In some embodiments, at least one of the first guide rail and the second guide rail may be a linear guide rail.

In some embodiments, the first guide rail may define linear movement of the sampling needle in a vertical direction.

In some embodiments, the second guide rail may limit the linear movement of the consumable in a horizontal direction.

In some embodiments, the detection system can include a turntable including a plurality of receptacles that can be rotated such that each receptacle can be placed in a position corresponding to the sampling position of the sampling needle , each receiving portion is configured to receive a sample test tube for receiving a biological fluid sample to be detected.

In some embodiments, the sample tube may be an EP tube embedded with a dye for the biological fluid sample to be detected.

In some embodiments, the turntable may be provided with a controlled turntable drive.

In some embodiments, the turntable may be positioned beside the second guide rail.

In some embodiments, the consumable recovery section and/or the optical detection device may be arranged side by side with the turntable.

In some embodiments, on the side of the second guide rail, a turntable may be disposed between the optical detection device and the consumables recovery part.

In some embodiments, the turntable may be provided with a sensor for detecting a sample tube placed in a position corresponding to the sampling position of the sampling needle. The sensing signals of the sensors can be used to detect partially automated or fully automated operation of the system.

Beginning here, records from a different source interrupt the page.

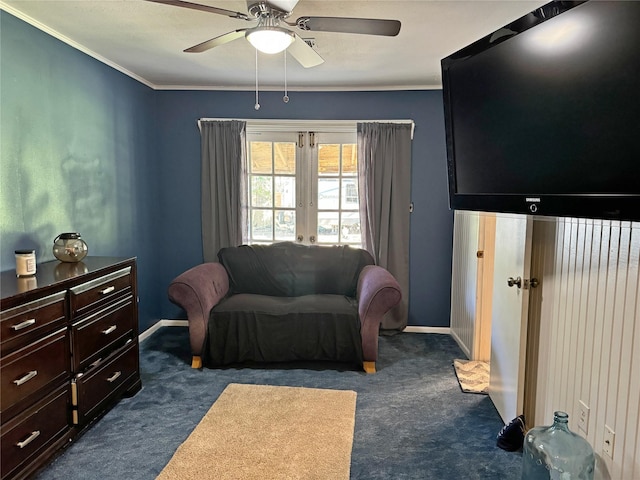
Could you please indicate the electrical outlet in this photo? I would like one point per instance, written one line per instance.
(609, 436)
(583, 416)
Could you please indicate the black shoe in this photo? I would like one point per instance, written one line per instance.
(511, 437)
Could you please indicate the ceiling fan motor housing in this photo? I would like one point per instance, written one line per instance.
(265, 9)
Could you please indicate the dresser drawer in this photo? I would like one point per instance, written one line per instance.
(22, 325)
(33, 369)
(93, 390)
(91, 295)
(96, 335)
(31, 433)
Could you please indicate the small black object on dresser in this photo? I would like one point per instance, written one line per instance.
(68, 352)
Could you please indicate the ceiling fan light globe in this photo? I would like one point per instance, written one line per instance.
(270, 39)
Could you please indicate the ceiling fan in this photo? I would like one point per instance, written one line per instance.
(269, 36)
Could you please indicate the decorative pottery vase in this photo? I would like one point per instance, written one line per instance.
(69, 247)
(556, 453)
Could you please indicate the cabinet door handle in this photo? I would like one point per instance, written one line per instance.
(35, 434)
(109, 330)
(26, 378)
(25, 324)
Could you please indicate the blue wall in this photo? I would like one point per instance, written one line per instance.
(85, 148)
(77, 150)
(431, 221)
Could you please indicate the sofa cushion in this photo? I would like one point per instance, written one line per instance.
(290, 270)
(258, 328)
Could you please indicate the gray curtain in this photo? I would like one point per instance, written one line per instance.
(384, 182)
(223, 185)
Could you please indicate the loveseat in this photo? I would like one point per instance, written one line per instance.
(285, 302)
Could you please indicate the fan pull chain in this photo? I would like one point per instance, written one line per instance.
(257, 105)
(285, 99)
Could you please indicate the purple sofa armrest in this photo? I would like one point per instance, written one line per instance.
(197, 291)
(378, 292)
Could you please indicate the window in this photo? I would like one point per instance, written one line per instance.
(303, 186)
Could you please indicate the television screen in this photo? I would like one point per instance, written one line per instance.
(543, 115)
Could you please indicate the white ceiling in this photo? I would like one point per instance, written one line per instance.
(146, 41)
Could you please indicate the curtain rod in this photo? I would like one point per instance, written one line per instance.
(283, 124)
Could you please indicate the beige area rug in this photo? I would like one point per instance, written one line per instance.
(473, 375)
(266, 432)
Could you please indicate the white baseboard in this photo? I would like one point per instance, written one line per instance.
(417, 329)
(185, 323)
(158, 325)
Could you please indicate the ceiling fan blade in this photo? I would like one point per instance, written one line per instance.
(304, 54)
(217, 41)
(204, 8)
(368, 26)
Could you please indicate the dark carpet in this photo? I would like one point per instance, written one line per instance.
(412, 419)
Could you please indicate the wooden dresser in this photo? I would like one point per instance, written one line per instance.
(68, 351)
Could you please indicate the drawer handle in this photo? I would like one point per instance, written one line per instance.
(26, 378)
(109, 330)
(35, 434)
(25, 324)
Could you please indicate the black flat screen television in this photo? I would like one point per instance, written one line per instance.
(543, 116)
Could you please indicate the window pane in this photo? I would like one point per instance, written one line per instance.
(285, 225)
(328, 194)
(261, 191)
(328, 227)
(349, 159)
(260, 157)
(285, 158)
(349, 194)
(328, 159)
(262, 224)
(285, 192)
(350, 228)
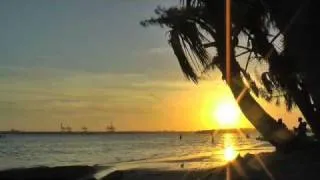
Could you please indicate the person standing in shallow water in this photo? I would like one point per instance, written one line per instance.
(302, 128)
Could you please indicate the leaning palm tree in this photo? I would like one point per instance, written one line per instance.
(254, 19)
(186, 37)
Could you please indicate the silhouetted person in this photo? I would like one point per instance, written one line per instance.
(301, 131)
(281, 124)
(212, 138)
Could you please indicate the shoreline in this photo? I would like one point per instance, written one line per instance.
(300, 164)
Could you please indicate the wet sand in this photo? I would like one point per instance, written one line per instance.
(304, 164)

In some embodiments, at least one of the first drive means and the second drive means can be activated, deactivated and actuated according to a signal from the sensor.

In some embodiments, the detection system can include a controlled syringe pump fluidically connected to the sampling needle, the syringe pump configured for at least one of the following operations:

Dilute the biological fluid sample contained in the sample tube prior to sampling;

mixing the biological fluid sample contained in the sample tube with the dye embedded in the sample tube prior to sampling;

extracting a biological fluid sample from a sample tube;

expelling the extracted biological fluid sample into the sample receiving portion of the consumable;

flush the inner surface of the sampling needle with flushing fluid;

Flush the outer surface of the sampling needle with flushing fluid.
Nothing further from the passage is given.